Dreamspace or Purgatory?

 Sometimes I wonder if maybe I did something wrong.  Perhaps I made a wrong decision in my life somewhere.  How did I end up in May 2025 living in this nightmare that is this country?  Me and my rhetorical questions never end.  Maybe this is an alternate universe I am living in.  I must have entered another dimension on January 20th inauguration day.  All of America entered some alternate universe and we're stuck in a reality that doesn't belong to us.  

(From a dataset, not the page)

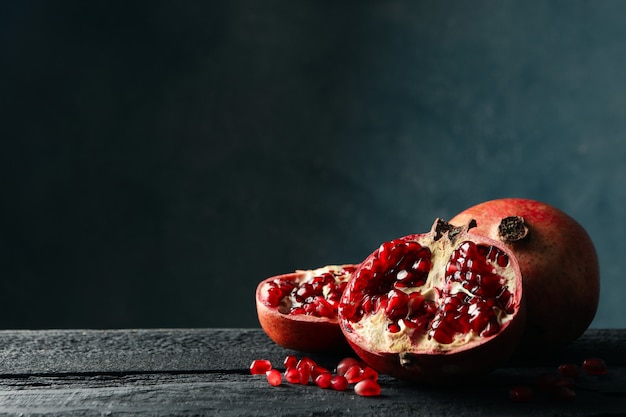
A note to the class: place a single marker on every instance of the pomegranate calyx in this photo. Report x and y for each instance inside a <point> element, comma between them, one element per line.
<point>442,228</point>
<point>512,229</point>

I forewent the private sector, the high-paying salaries, the free lunch and dinner and snacks, the suit and heels, the long hours, and corporate ladder.  Yet only I end up on a Type A team in the federal government.  So much for giving up long hours and being on-call 24-7, ha!  We were truly special.  I was part of a team that worked with purpose, passion, and drive.  We heeded the call the serve and we did it with dedication and sometimes at the expense of our own mental wellness.  Yes, at times, I wanted to leave because of my own ambition but also wanted to stay because I loved the people.  At the end of the day, whatever my problems, I still valued and respected my co-workers and felt like they valued me.  Where else was I going to find that?  

And now, more than a month after receiving notice of my impending layoff, I find myself grieving lost relationships, abrupt endings to unfinished work, and still a desire to serve but no place to do it.